L’AVIS DU « MONDE » – À NE PAS MANQUER
David Cronenberg – qui a donné corps comme personne au cinéma au concept freudien de l’« inquiétante étrangeté » (si l’on s’en tient à la traduction de Marie Bonaparte du terme Unheimlich) – a perdu sa femme, Carolyn Zeifman, en 2017, morte des suites d’une maladie qui ne fut pas révélée au grand public. Cinq ans plus tard, il signait Les Crimes du futur, dans lequel un artiste performeur, sorte d’égotiste macabre et, supposait-on, double ironique du cinéaste, donnait à voir au public l’exérèse de ses tumeurs récidivantes, avec le concours d’une partenaire chirurgienne exemplaire et marmoréenne.
Bel hommage, dans son style même, de l’artiste torturé à sa femme et collaboratrice. Huit ans plus tard, avec Les Linceuls, le cinéaste des frontières insoupçonnées aborde frontalement, à 82 ans, la question de la solitude et du deuil.
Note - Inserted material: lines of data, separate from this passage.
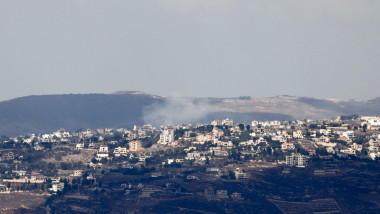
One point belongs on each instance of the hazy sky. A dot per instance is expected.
(325, 48)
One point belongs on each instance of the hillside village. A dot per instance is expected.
(193, 163)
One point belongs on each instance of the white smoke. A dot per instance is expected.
(176, 111)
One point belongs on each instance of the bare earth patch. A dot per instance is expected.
(9, 203)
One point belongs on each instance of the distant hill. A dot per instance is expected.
(47, 113)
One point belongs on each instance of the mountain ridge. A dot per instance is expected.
(47, 113)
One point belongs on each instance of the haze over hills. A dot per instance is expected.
(47, 113)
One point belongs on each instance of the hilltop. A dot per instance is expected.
(46, 113)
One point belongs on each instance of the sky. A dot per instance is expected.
(196, 48)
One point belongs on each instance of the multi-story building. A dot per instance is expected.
(135, 146)
(120, 151)
(297, 160)
(103, 151)
(166, 136)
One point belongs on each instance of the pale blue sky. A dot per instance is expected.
(327, 48)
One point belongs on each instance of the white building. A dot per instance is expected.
(166, 136)
(228, 122)
(120, 151)
(297, 160)
(103, 151)
(297, 134)
(374, 121)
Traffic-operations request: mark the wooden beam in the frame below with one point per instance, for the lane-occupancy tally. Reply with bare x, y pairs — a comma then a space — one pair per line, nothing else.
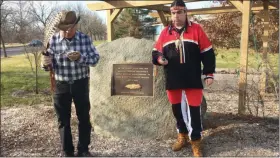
273, 4
110, 32
244, 56
237, 4
158, 7
162, 18
113, 4
214, 10
264, 74
115, 14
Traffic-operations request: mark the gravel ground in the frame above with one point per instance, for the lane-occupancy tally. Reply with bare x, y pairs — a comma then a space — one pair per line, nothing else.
32, 131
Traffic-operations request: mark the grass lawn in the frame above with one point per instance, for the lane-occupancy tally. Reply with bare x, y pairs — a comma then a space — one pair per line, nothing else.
7, 45
16, 75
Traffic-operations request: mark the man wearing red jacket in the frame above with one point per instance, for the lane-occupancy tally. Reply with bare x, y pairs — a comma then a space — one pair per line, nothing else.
181, 48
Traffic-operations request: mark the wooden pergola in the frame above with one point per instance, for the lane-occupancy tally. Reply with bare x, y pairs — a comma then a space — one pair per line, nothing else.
114, 8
Soit une occasion nouvelle de se persuader que l’œuvre cronenbergienne n’est pas seulement une mise en forme, tantôt émerveillée, tantôt effroyable, des mutations techno-anthropologiques du monde contemporain, mais aussi, à proprement parler, un journal intime dans lequel ses angoisses les plus lointaines et les plus profondes se transfigurent en art.